Este es mi último trabajo del semestre; no es reporte ni mapa, sino una reflexión. Y no tengo ni idea de cómo empezarlo. Podría hacer un resumen de los temas, o lisonjear a diestra y siniestra: clases bonitas, textos bonitos -¿textos bonitos? ¡Sí, claro!- Pero entiendo que lo que hay que hacer es decir qué nos dejo el curso, qué aprendimos en él.

Dejar y aprender son verbos muy complicados… Pero, bueno, empecemos: el curso me dejó un sabor agridulce en la boca, un montón de palabras inconexas en la mente y una necesidad de ser y hacer “algo nuevo”. Fue como un juego mecánico: la expectativa del primer día (subir despacito), el primer texto (descender con el primer golpe de realidad), ir y venir entre un desencanto constante y un anhelo de acción y ruptura. Después, adentrarse en un mundo distinto (aunque siempre conectado con los otros) en cada lectura. Recuerdo que necesité un abrazo, que nadie me dio, después de conocer a Emma Bovary. Entonces llegó Lukács y ahí sí sentí el mareo de la montaña rusa, porque, con todo y que tenía el diccionario de filosofía al lado, yo leía y releía para entender, cada vez, una cosa que nada tenía que ver con la anterior. Con las demás lecturas pasaron cosas similares, aunque no del todo: Harry casi me tira por la ventana las ideas que me obsequiaron mis amados estoicos; Novalis me llevó a mis adentros un rato, adentros menos bellos y más confusos pero tan divinos y humanos como los suyos; ¿y Werther? Amor a tercera vista: si antes lo quería porque lo que entendía, ahora lo amo por lo que no entendí, y que, sin embargo, ahora veo como problema propio.

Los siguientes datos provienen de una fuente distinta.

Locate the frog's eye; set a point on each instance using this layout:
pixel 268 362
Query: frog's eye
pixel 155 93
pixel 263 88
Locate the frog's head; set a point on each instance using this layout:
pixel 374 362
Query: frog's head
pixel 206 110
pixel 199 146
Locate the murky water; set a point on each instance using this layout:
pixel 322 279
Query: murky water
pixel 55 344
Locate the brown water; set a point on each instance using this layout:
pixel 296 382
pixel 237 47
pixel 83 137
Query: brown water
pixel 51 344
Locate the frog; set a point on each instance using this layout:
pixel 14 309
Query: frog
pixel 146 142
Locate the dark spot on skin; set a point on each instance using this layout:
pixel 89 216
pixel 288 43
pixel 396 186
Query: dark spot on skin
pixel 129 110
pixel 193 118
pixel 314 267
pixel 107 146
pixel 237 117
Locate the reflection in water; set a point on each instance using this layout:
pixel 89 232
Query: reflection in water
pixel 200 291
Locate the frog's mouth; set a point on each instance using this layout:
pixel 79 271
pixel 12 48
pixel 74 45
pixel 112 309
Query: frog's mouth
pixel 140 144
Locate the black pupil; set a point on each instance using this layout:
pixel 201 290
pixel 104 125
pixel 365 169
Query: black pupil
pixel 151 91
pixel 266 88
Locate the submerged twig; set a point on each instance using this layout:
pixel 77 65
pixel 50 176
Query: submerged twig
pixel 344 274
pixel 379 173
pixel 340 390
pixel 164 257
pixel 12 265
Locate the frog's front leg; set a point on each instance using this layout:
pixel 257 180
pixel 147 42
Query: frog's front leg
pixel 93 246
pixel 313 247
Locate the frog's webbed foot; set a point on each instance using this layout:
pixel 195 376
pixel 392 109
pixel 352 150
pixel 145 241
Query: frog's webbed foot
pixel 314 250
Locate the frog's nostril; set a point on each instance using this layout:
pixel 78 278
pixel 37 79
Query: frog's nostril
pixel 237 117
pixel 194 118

Y es que yo tenía una visión en exceso plana y lineal de la literatura. Es decir, la visión que le dan a uno desde que entra a la carrera: el estudio de Fulano, el análisis de Mengana. Pero no se tarta sólo de eso. Pensar que la literatura puede encerrarse en sí misma, a estas alturas del partido, es condenarla a la extinción. La literatura es parte de nosotros como individuos, pero también como sociedad, como algo que actúa y algo que padece. Lo que esculpe y lo que rompe, lo que grita y lo que calla, todo, absolutamente todo tiene que ver con nuestro aquí y ahora; y negarlo es empobrecerla. Esto último, respecto a lo que aprendí.
Pero hay algo más que quiero decir, una última cosa. Gracias a uno de los comentarios del profesor, leí Conversación en La Catedral. Fue toda una experiencia, porque pasé de tener un “reconocimiento ontológico” -término en exceso teórico, pero muy útil- con uno de los protagonistas, Santiago Zavala, a tener el mismo reconocimiento con el autor, Mario Vargas Llosa. Cada que leía las dudas de Zavalita, sus conflictos entre ser o no ser burgués, cholo, comunista, editor; cada que lo veía enfrentarse al muro de la dictadura odrista del ochenio (queriendo actuar sin saber cómo hacerlo), lo veía junto a mí, frente a mí en un espejo enmarcado por su “jodido Perú”, mi jodido México y nuestras jodidas sociedades.
Fue difícil, porque la estructura circular de la novela, su construcción, su veracidad y su realidad, hacían imposible un “final feliz”. Y es que, lamentablemente, nuestra situación sociopolítica no fue ni es ni será simplemente feliz. En ese sentido, inició el reconocimiento con Vargas Llosa, y terminó cuando, buscando bibliografía para un ensayo sobre la novela, di con un libro llamado Mario Vargas Llosa. Literatura y política. En él, hay un texto del propio Vargas Llosa: “Literatura y política dos visiones del mundo”. Dicho texto habla del camino recorrido por el peruano y sus novelas: sus inicios en la literatura comprometida, el fracaso de sus proyectos, su desencanto respecto a Sartre y, lo más importante, la visión que el tiempo y la experiencia le dieron de la relación entre literatura y política: “la literatura no debe ser política, no debe ser sólo política, aunque es imposible para una buena literatura no ser también –y subrayo ‘también’- política. Es decir, dar cuenta de la problemática social, del debate sobre los problemas de común, los problemas compartidos y su solución”.
Y si me detengo tanto en esto último es porque el texto amplía –aún no sé cómo sucedió, pero mis estoicos lo llamarían “Simpatía universal”-, perfecciona y describe mis sensaciones, aprendizajes y consideraciones finales del curso. Sé que no es una lectura del programa, pero, para estos efectos, no necesita serlo.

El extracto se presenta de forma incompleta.